Directors’ Duties in South Korea

>> Board Requirements in South Korea

Appointment of directors

A joint stock company, or a jusik hoesa, shall have at least three directors if the registered capital is KRW 1 billion or more appointed and there are no specific requirements on board composition. A Limited company, or a yuhan hoesa, shall have at least one director regardless of the amount of the registered capital.

In general, there are no restrictions on who can be appointed as a director under the KCC.

Conflicts of Interest

There are multiple duties relating to conflicts of interest that must be adhered to. Below are a list of some of the duties that should be observed;

Duty to not compete with the Company

No director may, without the approval of the board of directors (excluding the interested director), be involved in a transaction falling under the scope of the business of the company for (i) his/her own account or (ii) the account of a third party where the interest of the company and the director may conflict (e.g., usurping

a corporate opportunity from the company) (Articles 397 and 567 of the KCC). In addition, a director may not become a member with unlimited liability in a partnership or a director of a company which engages in the same kind of business activities without the approval of the board of directors (excluding the interested director).

Duties as to Transactions between Directors and the Company (Self-Dealing)

The approval of more than two-thirds of all directors (excluding the interested director) is required for any transaction between a director and the company for the account of such  director or a third party that may harm the interest of the company (e.g., self-dealing) (Article 398 of the KCC).

Further, Article 398 requires disclosure of material facts of the transactions to the board of directors as well as fairness of ‘substance’ and ‘procedure’ of the transaction. Please note that a director who seeks to enter into a self-dealing with the company must be prevented from exercising his/ her voting right at the board meeting where the approval of the transaction is determined.
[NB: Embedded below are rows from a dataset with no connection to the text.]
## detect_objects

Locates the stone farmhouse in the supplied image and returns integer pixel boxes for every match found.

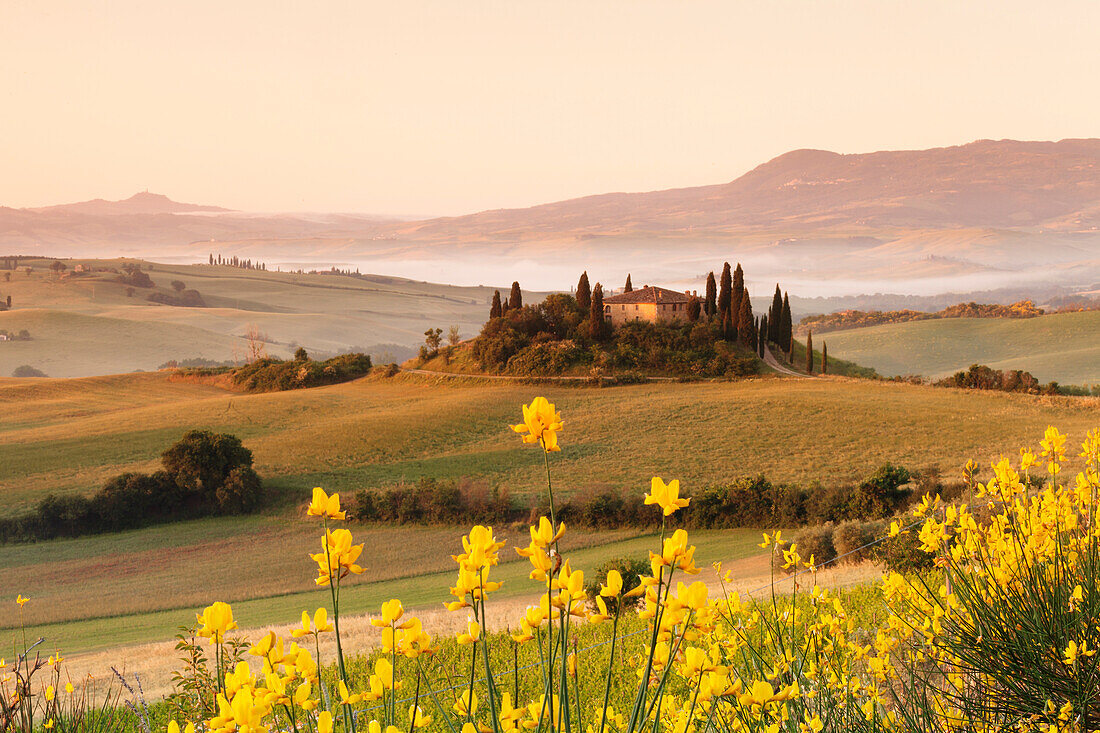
[602,285,694,327]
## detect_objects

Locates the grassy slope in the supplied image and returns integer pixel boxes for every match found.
[3,372,1099,515]
[0,259,511,377]
[1,515,665,650]
[819,311,1100,384]
[1,371,1097,652]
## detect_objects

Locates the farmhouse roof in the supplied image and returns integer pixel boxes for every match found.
[603,285,692,305]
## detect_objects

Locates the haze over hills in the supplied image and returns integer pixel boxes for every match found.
[2,139,1099,295]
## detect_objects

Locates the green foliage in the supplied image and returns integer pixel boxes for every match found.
[230,353,372,392]
[0,431,263,543]
[584,557,648,612]
[935,363,1055,394]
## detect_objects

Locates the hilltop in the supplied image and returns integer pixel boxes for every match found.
[395,138,1100,237]
[28,191,231,216]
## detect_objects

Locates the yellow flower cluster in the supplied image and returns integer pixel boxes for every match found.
[152,409,1099,733]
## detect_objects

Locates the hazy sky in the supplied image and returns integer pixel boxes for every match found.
[3,1,1098,216]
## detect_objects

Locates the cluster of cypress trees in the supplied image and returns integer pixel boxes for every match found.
[489,281,523,319]
[700,262,795,361]
[485,265,816,367]
[208,253,266,270]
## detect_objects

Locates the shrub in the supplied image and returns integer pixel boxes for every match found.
[584,557,648,612]
[0,431,263,543]
[832,519,885,564]
[776,523,837,573]
[231,353,371,392]
[11,364,47,378]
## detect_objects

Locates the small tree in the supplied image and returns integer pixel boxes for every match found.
[508,281,522,310]
[3,272,10,282]
[780,293,793,354]
[737,289,754,347]
[806,330,814,373]
[424,327,443,353]
[294,347,309,362]
[490,290,503,319]
[126,287,135,297]
[576,271,591,312]
[589,283,606,341]
[732,263,745,319]
[171,280,186,292]
[448,325,462,347]
[687,295,701,323]
[245,324,267,363]
[769,285,783,344]
[821,342,828,375]
[717,262,732,323]
[704,272,717,318]
[624,274,633,293]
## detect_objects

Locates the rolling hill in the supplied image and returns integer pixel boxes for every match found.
[820,311,1100,385]
[0,370,1097,654]
[0,259,537,377]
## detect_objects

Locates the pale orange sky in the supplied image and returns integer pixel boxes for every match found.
[3,1,1098,216]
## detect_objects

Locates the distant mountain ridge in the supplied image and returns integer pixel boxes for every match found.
[28,191,231,216]
[1,139,1098,298]
[394,138,1100,238]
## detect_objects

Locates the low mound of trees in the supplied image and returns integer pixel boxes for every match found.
[799,300,1045,334]
[115,264,156,288]
[935,363,1059,395]
[0,430,263,543]
[12,365,47,378]
[148,289,206,307]
[230,352,372,392]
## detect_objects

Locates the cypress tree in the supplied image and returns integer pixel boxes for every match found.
[769,285,783,344]
[806,331,814,374]
[758,316,767,357]
[704,272,717,318]
[576,271,591,311]
[780,293,792,354]
[490,290,503,319]
[590,283,606,341]
[722,310,733,341]
[717,263,732,324]
[738,289,755,347]
[822,342,828,375]
[789,332,795,364]
[687,295,701,322]
[624,274,633,293]
[732,263,745,321]
[508,281,522,310]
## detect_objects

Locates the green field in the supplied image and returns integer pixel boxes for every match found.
[820,311,1100,385]
[1,370,1097,654]
[0,258,523,377]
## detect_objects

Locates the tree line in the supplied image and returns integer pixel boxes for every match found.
[208,253,267,270]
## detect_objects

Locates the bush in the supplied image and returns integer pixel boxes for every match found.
[832,519,885,564]
[775,524,837,573]
[0,431,264,543]
[12,364,47,378]
[231,353,371,392]
[584,557,648,612]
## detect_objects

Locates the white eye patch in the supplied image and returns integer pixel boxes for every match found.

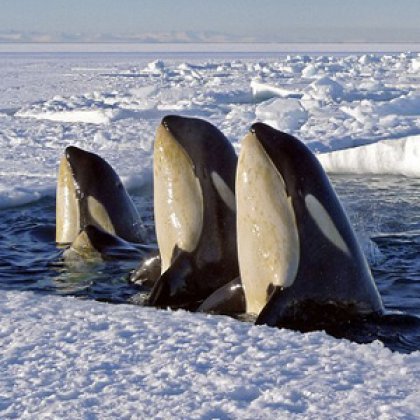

Duties not to Usurp Corporate Opportunity

A director is restricted from utilizing or causing third parties to utilize business opportunities by taking advantage of information that he/she has obtained during his/her employment. The same applies for a business opportunity that is closely connected to business of the company, unless approved by more than two-thirds of the members of the board of directors of the company (Article 397-2 of the KCC).